D.H. Lawrence, Disability and Two Fires in the Mind

When I entered college in 1973 I found no one was teaching Lawrence. He was considered a kook. At best he was a polemicist for psychoanalysis and at worst a pornographer but in any case professors assured me he was nothing more. If you wanted an English moralist you were instructed to read Hardy.

I fell in love with D. H. Lawrence as a high school student. His poems reached me first; then the essays. I don’t know if it matters what kind of reader I was back then. We spend so much time pre-fronting our subjectivities nowadays but yes I was legally blind. I read what I could get via long playing records and tapes from the Library of Congress. I listened slowly and in more than ordinary solitude. (It wasn’t possible in those days to hear a record while sitting under a tree.) I received my Lawrence in dark rooms.
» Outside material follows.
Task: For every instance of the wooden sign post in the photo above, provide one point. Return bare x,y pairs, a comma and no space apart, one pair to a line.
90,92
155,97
When I entered college in 1973 I found no one was teaching Lawrence. He was considered a kook. At best he was a polemicist for psychoanalysis and at worst a pornographer but in any case professors assured me he was nothing more. If you wanted an English moralist you were instructed to read Hardy.

The photo on my freshman I.D. shows a boy-child who was 5′ 6″ tall and weighed 102 pounds. I’d barely survived a bout of adolescent anorexia. I started reading poetry in the hospital. I read this:

“The Uprooted”

People who complain of loneliness must have lost something,
lost some living connection with the cosmos, out of themselves,
lost their life-flow
like a plant whose roots are cut.
And they are crying like plants whose roots are cut.
But the presence of other people will not give them new, rooted connection
it will only make them forget.
The thing to do is in solitude slowly and painfully put forth new roots
into the unknown, and take root by oneself.

Of course I read all the poems of Lawrence I could find in recorded formats. “The Ship of Death” with its Egyptian incense, “The Snake” and the lesser known “Almond Blossom”:

“Trees suffer, like races, down the long ages.
They wander and are exiled, they live in exile through
long ages
Like drawn blades never sheathed, hacked and gone black,
The alien trees in alien lands: and yet
The heart of blossom,
The unquenchable heart of blossom!”

If you’re lonely by circumstance and you’re in “alien lands” then you’ve got to make something of it. You must believe the “unquenchable heart of blossom” is the signature of all things.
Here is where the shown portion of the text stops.